LAVORI SULLA SPIAGGIA A partire da ieri, intanto, le ruspe e gli operai del Comune sono a lavoro sul litorale. Finora sono state rimosse delle siepi a ridosso del lungomare per creare dei varchi di uscita, così come è stato divelto il cordolo della pista ciclabile. Durante la notte, invece, sono iniziate le fasi di livellamento della sabbia. Polemiche. L’estirpazione delle siepi ha sollevato le rimostranze di alcuni residenti allarmati dal fatto che, oltre a rinunciare al verde, la città potrebbe dover fare i conti con la sabbia portata dal vento sul marciapiede.
Sul tema anche la consigliera del Pd Romina Di Costanzo. «E’ alquanto sospetta la gradualità con la quale questa amministrazione intende indorare la pillola rispetto allo scempio disposto a spese dei contribuenti per accogliere un grande evento privato», commenta. «Per l’arenile, prima si parlava di livellamento della sabbia presistente al piano di costa, diventato poi leggero ripascimento e ora allungamento di 15 metri al piano scogli. Per la siepe prima si annunciava la manutenzione, ora è diventata rimozione delle sterpaglie, definendo come tali essenze marine tra cui anche un arbusto in salute di tamerice».
Immediata la replica del sindaco Ottavio De Martinis: «Sono stati tagliati alcuni tratti della siepe da tempo ricettacolo di siringhe e sporcizia, anticipando così un intervento già previsto dalla mia amministrazione.
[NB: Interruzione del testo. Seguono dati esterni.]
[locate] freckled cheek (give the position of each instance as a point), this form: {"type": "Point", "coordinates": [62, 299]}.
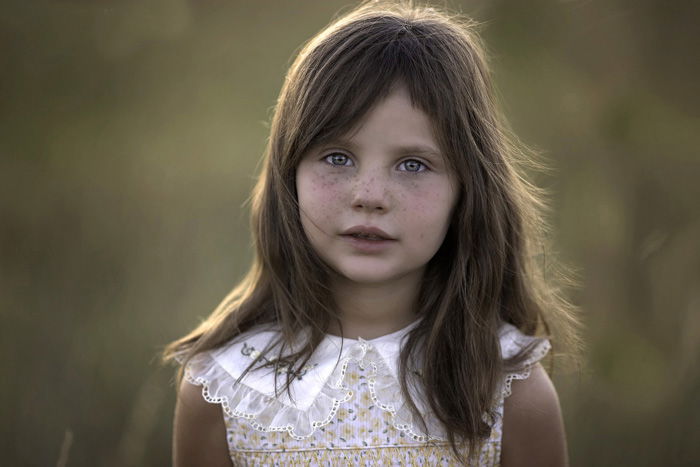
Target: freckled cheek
{"type": "Point", "coordinates": [319, 198]}
{"type": "Point", "coordinates": [427, 212]}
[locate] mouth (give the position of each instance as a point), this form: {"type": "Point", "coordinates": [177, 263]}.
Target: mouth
{"type": "Point", "coordinates": [362, 232]}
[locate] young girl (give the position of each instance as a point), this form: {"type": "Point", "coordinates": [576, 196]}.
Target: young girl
{"type": "Point", "coordinates": [392, 311]}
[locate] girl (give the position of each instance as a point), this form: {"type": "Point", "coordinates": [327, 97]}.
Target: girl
{"type": "Point", "coordinates": [391, 313]}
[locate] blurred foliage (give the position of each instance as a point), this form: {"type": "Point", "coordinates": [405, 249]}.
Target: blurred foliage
{"type": "Point", "coordinates": [130, 135]}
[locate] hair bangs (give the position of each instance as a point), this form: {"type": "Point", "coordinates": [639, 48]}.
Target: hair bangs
{"type": "Point", "coordinates": [353, 70]}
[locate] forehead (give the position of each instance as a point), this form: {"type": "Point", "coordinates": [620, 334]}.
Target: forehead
{"type": "Point", "coordinates": [395, 120]}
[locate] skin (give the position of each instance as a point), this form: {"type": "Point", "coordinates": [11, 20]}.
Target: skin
{"type": "Point", "coordinates": [388, 174]}
{"type": "Point", "coordinates": [372, 179]}
{"type": "Point", "coordinates": [533, 430]}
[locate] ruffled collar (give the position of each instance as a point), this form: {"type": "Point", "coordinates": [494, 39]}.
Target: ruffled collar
{"type": "Point", "coordinates": [317, 390]}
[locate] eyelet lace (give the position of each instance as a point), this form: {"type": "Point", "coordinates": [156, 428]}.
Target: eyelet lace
{"type": "Point", "coordinates": [266, 413]}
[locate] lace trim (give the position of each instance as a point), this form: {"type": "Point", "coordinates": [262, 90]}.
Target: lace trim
{"type": "Point", "coordinates": [267, 413]}
{"type": "Point", "coordinates": [537, 354]}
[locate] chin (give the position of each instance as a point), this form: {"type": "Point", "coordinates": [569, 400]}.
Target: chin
{"type": "Point", "coordinates": [368, 276]}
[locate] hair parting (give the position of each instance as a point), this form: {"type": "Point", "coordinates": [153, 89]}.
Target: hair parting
{"type": "Point", "coordinates": [485, 273]}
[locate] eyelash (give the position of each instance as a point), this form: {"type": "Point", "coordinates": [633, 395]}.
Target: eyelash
{"type": "Point", "coordinates": [329, 160]}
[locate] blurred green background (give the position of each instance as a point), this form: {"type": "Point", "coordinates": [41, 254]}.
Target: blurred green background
{"type": "Point", "coordinates": [130, 135]}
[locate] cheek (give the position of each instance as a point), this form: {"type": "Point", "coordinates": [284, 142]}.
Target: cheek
{"type": "Point", "coordinates": [318, 196]}
{"type": "Point", "coordinates": [429, 213]}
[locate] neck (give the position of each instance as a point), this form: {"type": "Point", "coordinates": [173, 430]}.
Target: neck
{"type": "Point", "coordinates": [370, 311]}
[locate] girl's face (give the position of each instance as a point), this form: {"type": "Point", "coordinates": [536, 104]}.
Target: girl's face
{"type": "Point", "coordinates": [376, 205]}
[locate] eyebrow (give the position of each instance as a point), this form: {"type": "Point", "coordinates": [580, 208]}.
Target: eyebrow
{"type": "Point", "coordinates": [417, 149]}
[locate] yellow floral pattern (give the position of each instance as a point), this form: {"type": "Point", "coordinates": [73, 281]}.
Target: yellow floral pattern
{"type": "Point", "coordinates": [360, 434]}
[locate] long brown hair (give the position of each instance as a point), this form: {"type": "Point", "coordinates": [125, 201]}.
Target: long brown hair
{"type": "Point", "coordinates": [485, 272]}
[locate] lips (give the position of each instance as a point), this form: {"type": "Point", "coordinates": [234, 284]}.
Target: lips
{"type": "Point", "coordinates": [364, 232]}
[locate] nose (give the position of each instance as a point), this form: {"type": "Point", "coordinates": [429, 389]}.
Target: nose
{"type": "Point", "coordinates": [371, 193]}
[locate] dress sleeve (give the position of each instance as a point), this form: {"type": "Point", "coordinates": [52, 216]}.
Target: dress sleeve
{"type": "Point", "coordinates": [513, 341]}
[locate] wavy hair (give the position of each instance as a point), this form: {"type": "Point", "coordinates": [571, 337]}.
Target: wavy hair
{"type": "Point", "coordinates": [486, 272]}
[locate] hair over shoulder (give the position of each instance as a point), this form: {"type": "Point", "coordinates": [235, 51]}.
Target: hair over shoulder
{"type": "Point", "coordinates": [489, 267]}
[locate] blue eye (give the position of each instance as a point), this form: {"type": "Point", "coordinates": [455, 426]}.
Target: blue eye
{"type": "Point", "coordinates": [338, 158]}
{"type": "Point", "coordinates": [412, 165]}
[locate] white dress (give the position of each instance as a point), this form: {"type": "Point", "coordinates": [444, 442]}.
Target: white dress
{"type": "Point", "coordinates": [344, 408]}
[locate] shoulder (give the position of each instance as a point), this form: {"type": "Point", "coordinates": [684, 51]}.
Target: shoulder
{"type": "Point", "coordinates": [533, 430]}
{"type": "Point", "coordinates": [199, 432]}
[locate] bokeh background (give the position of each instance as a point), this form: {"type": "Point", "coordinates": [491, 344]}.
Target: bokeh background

Al posto della siepe verranno inserite, nelle prossime settimane, delle fioriere rimovibili. Questi elementi eviteranno in futuro il disagio della sabbia sui marciapiedi».
BIGLIETTI Prosegue, intanto, la corsa all’acquisto dei biglietti. Attualmente, sono stati venduti circa 4000 nuovi tagliandi e circa 1500 sono ancora disponibili sui circuiti TicketOne e Ciaoticket, che stanno rimettendo in commercio i biglietti della tappa annullata di Vasto per i quali è stato richiesto il rimborso.